Many would say the prize should go to Andres Iniesta, the little man who has been at the heart of La Roja in the years of glory, intense and quite surgical in his ambition. His midfield partner Xavi Hernandez, though looking a little jaded right now, is another candidate. The coach, Vicente del Bosque, has his own claims. Elevated to the rank of Marques after winning the World Cup two years ago, victory here would give him a stunning treble when you include his Champions League triumph with Real Madrid.
Yet some extremely hard judges look beyond these distinguished candidates. They go for Iker Casillas, the 31-year-old goalkeeper-captain who 11 days ago in Gdansk kept the Spanish challenge alive with a remarkable, trademarked reflex save against Croatia.
Defeat, a possibility that was only extinguished in the 88th minute by a goal from Jesus Navas, would have brought down the Spanish dynasty. It was a growing possibility when Luka Modric floated an exquisite deep cross to the head of Ivan Rakitic just six yards out. Casillas dived to his right and pushed the header away. There was a similar sensation of relief on Wednesday night when Casillas saved the shoot-out kick of Portugal's Joao Moutinho – and brought Spain back to life after the opening miss by Xabi Alonso.
Yesterday, Casillas was talking philosophically about the meaning of another Spanish triumph on Sunday, how it would provide a welcome diversion from the nation's wider concerns.
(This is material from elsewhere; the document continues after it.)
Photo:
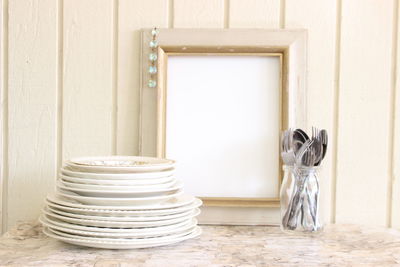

He spoke of the narrow line between winning and losing, a subject into which he was immersed as a young boy in Madrid when he forgot to post his father's football pools form, an entry which is said to have contained 14 winning picks, but it's not for his grasp of life's incongruities that he is so revered in Spain.
It is the knowledge that if his team is currently involved in quite a bit of flying by the seat of its pants, Casillas is the man to whom the nation turns when opponents like the ferociously committed Croats or a Cristiano Ronaldo-inspired Portugal, find a way through the web of La Roja passing.
"I don't get so much work," Casillas says, "but when it comes I have to be ready."
Casillas has been in a state of hair-trigger readiness for 12 years now. He won a Champions League medal at 19 when Real Madrid beat Valencia in 2000, the same year he was first capped by Spain. By the age of 27, he had won more caps than any Spanish rival and now he has 136.
We could go on like this for some time, as they frequently do in the bars of Madrid's Puerto del Sol as they discuss the miracle saves of the No 1 goalkeeper. So miraculous are some of them considered, Casillas long ago acquired the nickname "Saint". Such a title did not sit quite so easily with the passionate embrace he gave his model girlfriend, and sometime TV reporter, Sara Carbonera (left) when she interviewed him in Johannesburg when Spain won the World Cup.
Now Casillas talks of the heritage he and his team can bequeath to the nation on Sunday. "It's strange how things happen in life sometimes. However badly things are going for the country in terms of the [financial] crisis, football has been a kind of oasis that has allowed people to forget the problems a little bit."
Maybe some of this was going through his mind when he made his remarkable save last week. In the Puerto del Sol, though, they probably just called for the Carlos Primero and drank to the latest miracles from the hands of Saint Iker.